Io e il Barone ne stavamo parlando proprio adesso.»
«Datemi
l’ordine, e io vi do la mia parola che sconfiggerò i ribelli. Muovendoci adesso
potremo arrivare ai confini della provincia giusto in tempo per quando i
valichi montani saranno liberi dalla neve.»
«Cos’è
tutta questa tracotanza?» disse irritato Marcello. «Nessuno ti ha nominata
comandante di qualsivoglia spedizione.

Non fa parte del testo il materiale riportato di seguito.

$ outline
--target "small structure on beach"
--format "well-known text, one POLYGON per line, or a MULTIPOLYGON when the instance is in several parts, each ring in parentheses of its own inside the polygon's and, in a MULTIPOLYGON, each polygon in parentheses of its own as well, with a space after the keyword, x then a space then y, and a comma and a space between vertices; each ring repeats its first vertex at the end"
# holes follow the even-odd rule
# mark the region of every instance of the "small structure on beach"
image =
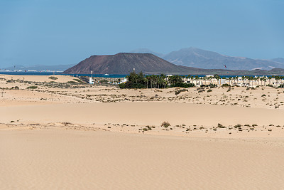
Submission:
POLYGON ((91 84, 91 85, 94 85, 94 81, 93 80, 93 78, 92 77, 89 78, 89 83, 91 84))

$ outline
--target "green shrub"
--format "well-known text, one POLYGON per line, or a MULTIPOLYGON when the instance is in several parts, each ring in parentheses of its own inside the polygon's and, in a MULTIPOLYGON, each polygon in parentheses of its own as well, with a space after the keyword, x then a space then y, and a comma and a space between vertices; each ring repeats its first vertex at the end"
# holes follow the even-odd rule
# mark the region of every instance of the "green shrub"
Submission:
POLYGON ((104 79, 104 80, 99 80, 99 82, 101 83, 107 83, 107 82, 109 82, 109 80, 104 79))
POLYGON ((188 92, 188 90, 187 90, 187 89, 180 89, 180 90, 178 90, 175 91, 175 95, 178 95, 178 94, 180 94, 181 92, 185 92, 185 91, 188 92))
POLYGON ((38 88, 37 86, 28 86, 27 87, 27 89, 36 89, 36 88, 38 88))
POLYGON ((67 83, 70 83, 70 84, 76 84, 77 83, 75 81, 68 81, 67 83))
POLYGON ((223 84, 222 86, 222 87, 230 87, 231 85, 228 85, 228 84, 223 84))
POLYGON ((12 90, 20 90, 18 86, 12 87, 11 89, 12 89, 12 90))
POLYGON ((57 77, 49 77, 48 78, 51 79, 51 80, 58 80, 58 79, 57 77))
POLYGON ((73 80, 77 81, 77 82, 78 82, 78 83, 83 83, 83 81, 82 81, 81 80, 80 80, 78 78, 74 78, 73 80))
POLYGON ((127 82, 119 85, 120 88, 145 88, 145 85, 141 83, 133 83, 133 82, 127 82))
POLYGON ((160 127, 169 127, 170 125, 168 122, 162 122, 162 124, 160 125, 160 127))
POLYGON ((193 83, 175 83, 175 85, 171 85, 170 87, 181 87, 181 88, 190 88, 190 87, 194 87, 195 84, 193 83))

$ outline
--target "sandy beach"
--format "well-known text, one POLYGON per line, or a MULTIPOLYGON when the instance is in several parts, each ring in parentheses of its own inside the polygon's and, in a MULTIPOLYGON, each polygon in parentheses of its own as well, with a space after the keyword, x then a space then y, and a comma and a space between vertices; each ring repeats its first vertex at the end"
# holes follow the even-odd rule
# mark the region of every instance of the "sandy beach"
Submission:
POLYGON ((283 89, 49 77, 0 75, 1 189, 284 189, 283 89))

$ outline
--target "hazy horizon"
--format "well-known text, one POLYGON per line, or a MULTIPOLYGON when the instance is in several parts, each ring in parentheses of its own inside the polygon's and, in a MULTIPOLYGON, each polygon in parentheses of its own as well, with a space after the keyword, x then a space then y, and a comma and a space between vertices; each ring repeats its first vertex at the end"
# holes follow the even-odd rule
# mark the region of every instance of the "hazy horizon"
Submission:
POLYGON ((76 64, 92 55, 196 47, 284 58, 282 1, 1 1, 0 68, 76 64))

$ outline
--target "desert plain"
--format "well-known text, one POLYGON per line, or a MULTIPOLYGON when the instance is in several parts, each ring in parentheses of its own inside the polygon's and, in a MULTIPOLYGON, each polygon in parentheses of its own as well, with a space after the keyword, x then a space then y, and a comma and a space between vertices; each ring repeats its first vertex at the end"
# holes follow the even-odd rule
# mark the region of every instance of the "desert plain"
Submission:
POLYGON ((1 189, 284 189, 283 88, 51 77, 0 75, 1 189))

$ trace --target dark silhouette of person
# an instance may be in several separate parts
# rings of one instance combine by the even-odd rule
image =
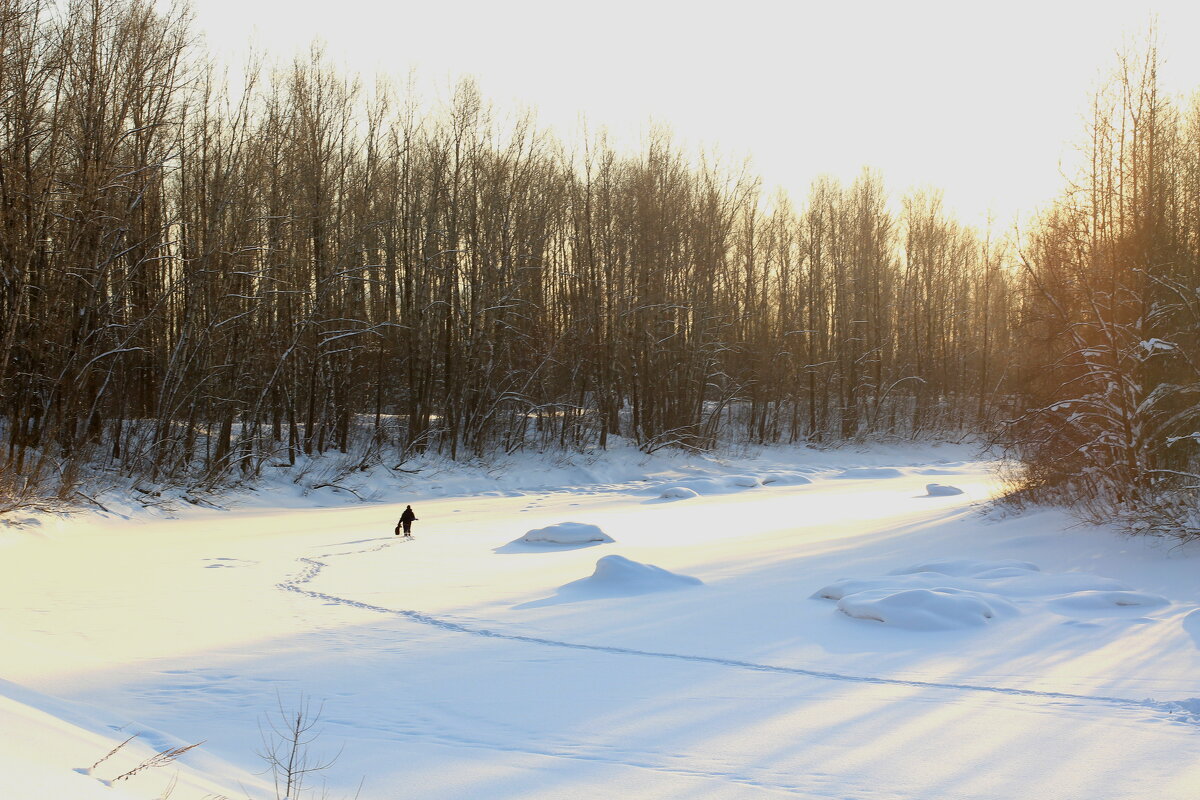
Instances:
[[[396,535],[400,535],[400,529],[404,529],[406,536],[413,535],[413,522],[416,519],[416,515],[413,513],[413,506],[404,506],[404,513],[400,515],[400,524],[396,525]]]

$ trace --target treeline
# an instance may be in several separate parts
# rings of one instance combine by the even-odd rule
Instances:
[[[1024,242],[1022,491],[1200,536],[1200,95],[1151,38],[1097,94],[1079,180]]]
[[[10,495],[996,416],[1014,281],[936,193],[794,207],[662,133],[565,143],[318,50],[232,92],[190,42],[145,0],[0,0]]]

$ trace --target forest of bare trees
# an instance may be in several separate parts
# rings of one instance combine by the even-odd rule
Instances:
[[[796,204],[661,131],[564,142],[319,48],[229,80],[156,8],[0,0],[0,509],[617,437],[1001,431],[1043,495],[1200,482],[1200,112],[1152,53],[1018,240],[869,170]]]
[[[1080,178],[1020,255],[1022,492],[1200,536],[1200,95],[1153,37],[1097,94]]]

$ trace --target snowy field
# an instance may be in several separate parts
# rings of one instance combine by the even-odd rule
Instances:
[[[0,527],[0,798],[275,798],[301,697],[301,798],[1200,796],[1200,549],[986,516],[992,468],[617,453]]]

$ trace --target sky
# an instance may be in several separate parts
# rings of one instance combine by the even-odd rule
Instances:
[[[1200,2],[192,0],[217,54],[335,64],[446,97],[474,76],[499,109],[581,119],[636,148],[652,124],[769,191],[878,169],[893,194],[944,192],[964,222],[1051,199],[1116,54],[1157,22],[1170,92],[1200,88]]]

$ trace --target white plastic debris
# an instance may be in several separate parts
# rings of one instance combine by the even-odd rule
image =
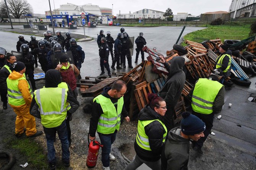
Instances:
[[[26,164],[25,164],[24,165],[20,165],[19,166],[22,167],[23,168],[26,168],[28,165],[28,162],[26,162]]]

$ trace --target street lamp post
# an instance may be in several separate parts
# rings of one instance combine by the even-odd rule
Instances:
[[[10,22],[11,22],[11,27],[12,29],[13,29],[13,22],[11,22],[11,19],[10,16],[10,14],[9,14],[9,10],[8,10],[8,7],[7,6],[7,4],[6,3],[6,0],[5,0],[5,5],[6,6],[6,10],[7,11],[8,17],[9,17],[9,19],[10,20]]]

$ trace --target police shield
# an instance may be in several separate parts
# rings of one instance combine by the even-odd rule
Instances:
[[[53,68],[56,68],[57,65],[59,64],[60,59],[62,56],[66,56],[68,58],[68,60],[70,64],[75,64],[74,59],[73,59],[73,56],[72,55],[72,51],[68,51],[64,53],[51,55],[50,57],[51,58],[52,66],[53,67]]]
[[[134,37],[130,37],[129,39],[129,47],[131,56],[133,55],[133,46],[134,46]]]
[[[22,59],[22,54],[19,52],[15,51],[11,51],[11,54],[15,56],[17,61],[21,61]]]

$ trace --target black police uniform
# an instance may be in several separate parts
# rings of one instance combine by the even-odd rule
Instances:
[[[34,57],[33,57],[33,55],[31,54],[31,52],[29,52],[28,53],[23,53],[22,58],[20,61],[24,63],[25,66],[26,66],[25,75],[26,76],[27,75],[28,76],[32,87],[32,89],[33,91],[34,91],[36,90],[35,79],[34,79],[34,64],[35,63]]]
[[[29,45],[29,43],[28,42],[28,41],[24,40],[24,38],[20,39],[17,42],[17,45],[16,45],[17,51],[18,52],[20,51],[20,47],[23,44],[26,44],[28,45]]]
[[[36,48],[37,48],[38,47],[38,41],[37,40],[31,40],[29,42],[29,47],[31,49],[31,51],[32,51],[33,50],[35,50]],[[35,65],[36,65],[36,67],[37,67],[37,57],[36,55],[34,55],[34,58],[35,59]]]
[[[100,69],[101,69],[101,73],[104,74],[104,67],[107,69],[108,72],[108,75],[110,75],[111,73],[110,69],[109,68],[109,47],[106,42],[102,44],[100,48],[99,54],[100,58]],[[104,61],[107,61],[104,63]]]
[[[142,50],[142,48],[144,47],[144,45],[147,44],[146,40],[143,37],[138,36],[138,38],[135,40],[135,43],[137,45],[137,48],[136,48],[136,58],[135,59],[135,62],[137,62],[138,58],[139,58],[139,51],[141,54],[141,60],[143,61],[144,61],[144,51]]]
[[[100,35],[98,35],[98,37],[97,38],[97,43],[98,44],[98,47],[99,48],[102,45],[102,43],[101,43],[102,38],[105,38],[105,36],[104,34],[100,34]]]
[[[107,40],[107,43],[109,46],[109,51],[111,55],[111,58],[112,58],[112,61],[114,59],[114,54],[113,53],[113,44],[115,43],[114,39],[110,35],[107,35],[106,37]]]
[[[115,63],[117,63],[117,68],[120,69],[121,67],[119,66],[120,64],[120,56],[121,56],[121,51],[122,49],[122,42],[120,40],[121,38],[117,38],[115,40],[114,47],[114,53],[115,53],[115,57],[112,63],[112,67],[115,67]]]
[[[34,56],[37,56],[38,58],[38,62],[41,65],[43,71],[46,73],[48,70],[48,63],[47,61],[47,55],[50,50],[47,47],[43,50],[41,50],[37,48],[31,51],[31,53]]]

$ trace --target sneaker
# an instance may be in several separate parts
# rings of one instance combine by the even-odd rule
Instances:
[[[111,66],[111,68],[114,70],[115,70],[115,67],[113,66]]]
[[[109,159],[112,161],[115,160],[115,157],[111,153],[109,154]]]
[[[3,103],[3,109],[4,110],[6,110],[7,109],[7,103],[6,102],[4,102]]]
[[[105,167],[104,166],[103,166],[103,170],[110,170],[110,168],[109,168],[109,167]]]
[[[195,151],[196,152],[198,152],[199,154],[201,154],[201,155],[203,155],[203,151],[202,151],[202,149],[199,148],[198,148],[198,147],[195,146],[193,148],[193,149],[194,149],[194,151]]]
[[[41,131],[37,131],[36,133],[32,135],[27,136],[28,138],[31,138],[32,137],[36,137],[38,136],[40,136],[41,135],[43,134],[43,132]]]

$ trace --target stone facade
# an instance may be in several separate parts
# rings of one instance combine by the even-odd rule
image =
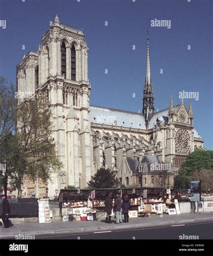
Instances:
[[[159,186],[151,184],[151,173],[143,173],[144,156],[172,164],[175,172],[188,154],[204,150],[193,127],[191,103],[188,110],[183,101],[173,106],[171,95],[169,108],[154,112],[147,40],[142,114],[90,105],[88,50],[83,32],[63,25],[56,16],[38,52],[30,51],[17,66],[18,91],[42,91],[54,113],[53,136],[64,167],[51,177],[49,197],[68,185],[86,187],[102,166],[116,172],[121,183],[128,177],[128,186]],[[132,159],[140,166],[134,173]],[[173,184],[171,180],[166,186]]]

E comunque che ci fa qui questo animale?
Solo perché appartieni alla famiglia reale di Eirinn non significa che puoi
fare quello che vuoi.»
«Quelle
terre una volta appartenevano alla mia famiglia.» rispose la ragazza lanciando
un’occhiata obliqua al vecchio senatore. «Le conosco meglio di chiunque altro.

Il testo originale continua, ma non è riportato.